Reuters/Jim Young
The Bureau of Labor Statistics will release the April jobs report on Friday.
Here's what Wall Street is expecting, via Bloomberg:
- Nonfarm payrolls:+200,000
- Unemployment rate: 4.9%
- Average hourly earnings month-on-month: +0.3%
- Average hourly earnings year-on-year: +2.4%
- Average weekly hours worked: 34.5
The forecast for headline job gains is right where economists obsessed about just a few months ago. Anything below 200,000 was troubling.
"As we approach full employment, the monthly job growth of 200,000 may not be sustained," Marc Chandler, global head of currency strategy at Brown Brothers Harriman, told Business Insider.
"But this isn't a problem."
To put things in perspective, we haven't seen negative employment growth for 65 straight months.
So rather than obsess over the headline, economists have recently turned their attention to other things.
It's been driven by demographics and the availability of jobs.
People born in the 1940s — so-called baby boomers — have hit their prime retirement age.
Additionally, the near-record level of job openings is "pulling back into the labor force some workers who are right on the edge," said Glassdoor chief economist Andrew Chamberlain.

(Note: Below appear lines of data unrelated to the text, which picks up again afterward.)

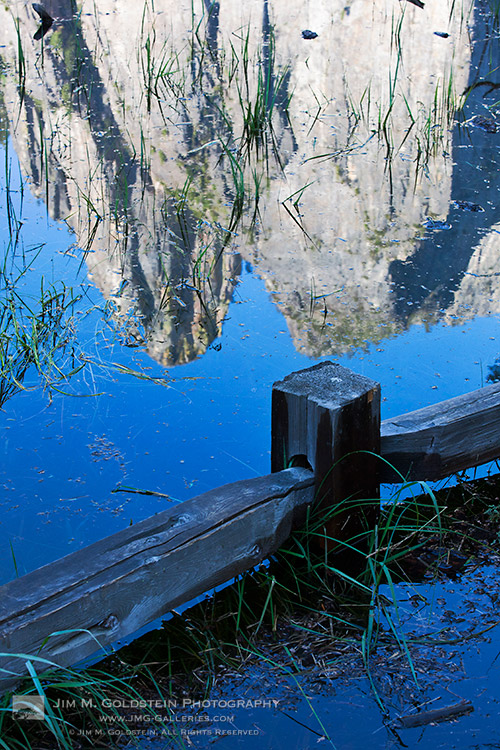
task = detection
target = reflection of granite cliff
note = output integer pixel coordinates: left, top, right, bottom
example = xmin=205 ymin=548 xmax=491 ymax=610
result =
xmin=235 ymin=0 xmax=474 ymax=355
xmin=1 ymin=0 xmax=491 ymax=363
xmin=388 ymin=8 xmax=500 ymax=329
xmin=1 ymin=0 xmax=250 ymax=365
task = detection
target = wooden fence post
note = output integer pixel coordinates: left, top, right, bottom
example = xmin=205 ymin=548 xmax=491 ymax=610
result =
xmin=271 ymin=361 xmax=381 ymax=556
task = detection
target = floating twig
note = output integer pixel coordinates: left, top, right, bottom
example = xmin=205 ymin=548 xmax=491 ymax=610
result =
xmin=395 ymin=699 xmax=473 ymax=728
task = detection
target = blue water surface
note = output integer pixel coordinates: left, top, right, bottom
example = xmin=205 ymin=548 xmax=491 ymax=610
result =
xmin=1 ymin=151 xmax=498 ymax=580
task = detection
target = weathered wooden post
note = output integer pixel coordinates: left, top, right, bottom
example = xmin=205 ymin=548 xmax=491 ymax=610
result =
xmin=271 ymin=361 xmax=381 ymax=558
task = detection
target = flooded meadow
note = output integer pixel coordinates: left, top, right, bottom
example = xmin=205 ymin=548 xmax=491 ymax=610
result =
xmin=2 ymin=0 xmax=500 ymax=746
xmin=1 ymin=0 xmax=500 ymax=577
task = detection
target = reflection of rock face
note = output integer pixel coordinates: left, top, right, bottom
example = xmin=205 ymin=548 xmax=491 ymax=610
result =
xmin=240 ymin=0 xmax=473 ymax=355
xmin=88 ymin=198 xmax=242 ymax=365
xmin=1 ymin=1 xmax=250 ymax=365
xmin=1 ymin=0 xmax=497 ymax=362
xmin=443 ymin=223 xmax=500 ymax=323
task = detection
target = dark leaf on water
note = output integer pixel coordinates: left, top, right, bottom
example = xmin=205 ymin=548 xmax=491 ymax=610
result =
xmin=452 ymin=199 xmax=485 ymax=213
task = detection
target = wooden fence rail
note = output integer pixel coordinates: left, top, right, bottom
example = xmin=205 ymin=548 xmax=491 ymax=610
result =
xmin=1 ymin=360 xmax=500 ymax=695
xmin=0 ymin=468 xmax=314 ymax=694
xmin=380 ymin=380 xmax=500 ymax=481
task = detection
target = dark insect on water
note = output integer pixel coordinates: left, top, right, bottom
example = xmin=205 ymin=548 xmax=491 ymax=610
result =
xmin=32 ymin=3 xmax=54 ymax=40
xmin=302 ymin=30 xmax=318 ymax=40
xmin=452 ymin=200 xmax=485 ymax=213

But he's seeing a yellow warning light on the tech sector, which was volatile in April after a slew of weak earnings. Even before that, there had been uncertainty in Silicon Valley that prompted some companies to reconsider their hiring plans.

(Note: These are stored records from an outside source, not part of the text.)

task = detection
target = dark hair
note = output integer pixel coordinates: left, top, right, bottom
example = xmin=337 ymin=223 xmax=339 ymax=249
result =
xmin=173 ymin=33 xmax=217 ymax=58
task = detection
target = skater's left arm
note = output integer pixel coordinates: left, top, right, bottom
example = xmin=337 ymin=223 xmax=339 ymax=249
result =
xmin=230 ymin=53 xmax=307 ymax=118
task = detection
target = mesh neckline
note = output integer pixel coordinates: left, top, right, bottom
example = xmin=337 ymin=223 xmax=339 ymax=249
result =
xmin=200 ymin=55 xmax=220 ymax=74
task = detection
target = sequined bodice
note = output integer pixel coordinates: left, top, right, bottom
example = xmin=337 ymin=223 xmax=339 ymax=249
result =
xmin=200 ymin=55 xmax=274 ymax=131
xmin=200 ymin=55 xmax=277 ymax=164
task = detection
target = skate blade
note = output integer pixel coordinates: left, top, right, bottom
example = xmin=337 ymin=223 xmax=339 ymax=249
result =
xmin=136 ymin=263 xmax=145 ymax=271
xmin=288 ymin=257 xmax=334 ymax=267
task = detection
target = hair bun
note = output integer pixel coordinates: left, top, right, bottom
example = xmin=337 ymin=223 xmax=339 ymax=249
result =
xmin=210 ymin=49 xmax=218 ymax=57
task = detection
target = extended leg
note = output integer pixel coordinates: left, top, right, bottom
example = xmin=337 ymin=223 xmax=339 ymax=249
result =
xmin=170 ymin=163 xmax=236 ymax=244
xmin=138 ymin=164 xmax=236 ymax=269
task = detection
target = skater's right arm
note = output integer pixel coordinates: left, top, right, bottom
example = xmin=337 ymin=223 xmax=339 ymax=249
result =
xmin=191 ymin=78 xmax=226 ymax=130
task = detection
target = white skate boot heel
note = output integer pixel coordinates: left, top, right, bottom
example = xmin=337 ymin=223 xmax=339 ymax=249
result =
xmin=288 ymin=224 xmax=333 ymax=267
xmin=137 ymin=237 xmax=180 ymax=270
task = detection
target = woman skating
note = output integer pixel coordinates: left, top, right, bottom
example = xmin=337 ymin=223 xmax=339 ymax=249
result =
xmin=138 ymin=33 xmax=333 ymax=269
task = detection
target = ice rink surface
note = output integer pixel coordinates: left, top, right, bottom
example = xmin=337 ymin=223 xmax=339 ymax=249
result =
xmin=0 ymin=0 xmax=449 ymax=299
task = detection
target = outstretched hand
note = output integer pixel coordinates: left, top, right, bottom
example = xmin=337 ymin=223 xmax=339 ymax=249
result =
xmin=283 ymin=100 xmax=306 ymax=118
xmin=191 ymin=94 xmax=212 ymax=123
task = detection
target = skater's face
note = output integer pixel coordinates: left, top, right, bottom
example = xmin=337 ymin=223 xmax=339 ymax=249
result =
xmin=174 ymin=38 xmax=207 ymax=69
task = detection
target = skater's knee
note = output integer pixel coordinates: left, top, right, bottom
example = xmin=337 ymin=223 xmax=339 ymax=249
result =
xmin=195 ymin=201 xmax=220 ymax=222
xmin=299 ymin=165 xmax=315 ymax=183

Economy-wide, discouraged workers would change their minds faster if wages start to grow.
Slow wage growth has been one of the biggest laggards of the labor-market's recovery, and wage growth is the one thing everyone, from the average consumer to the Federal Reserve, needs right now.
Chamberlain forecasts that average hourly earnings grew 2.6% year-on-year, which is more than the consensus. He said it's puzzling that wage growth has been so slow, although it has trended upwards since early last year.
Torsten Sløk, Deutsche Bank's chief international economist, pointed out a calendar quirk that could push the wage-growth data higher for April.
Deutsche Bank
The Bureau of Labor Statistics surveys for the jobs report during the week of the 12th of every month. Payday for is on the 15th for those paid bi-weekly.
So when, like April, the 12th is early in the week and not at the end, more employers are likely to include the bi-weekly pay in the survey.
Calendar effect or not, higher wages are something the Federal Reserve would welcome.
It would give them more confidence in their 2% inflation target, and suggest that consumer spending will continue to drive economic growth.
And for Marc Chandler, this is about the only thing that matters to the Fed right now in the labor market. The strong pace of job gains and the drop in the unemployment rate have not moved the needle on raising interest rates.
"Another 200k increase in nonfarm payrolls is not a game-changer" for the Fed, Chandler wrote in a note. "The issue is not jobs or income; it is consumption and investment."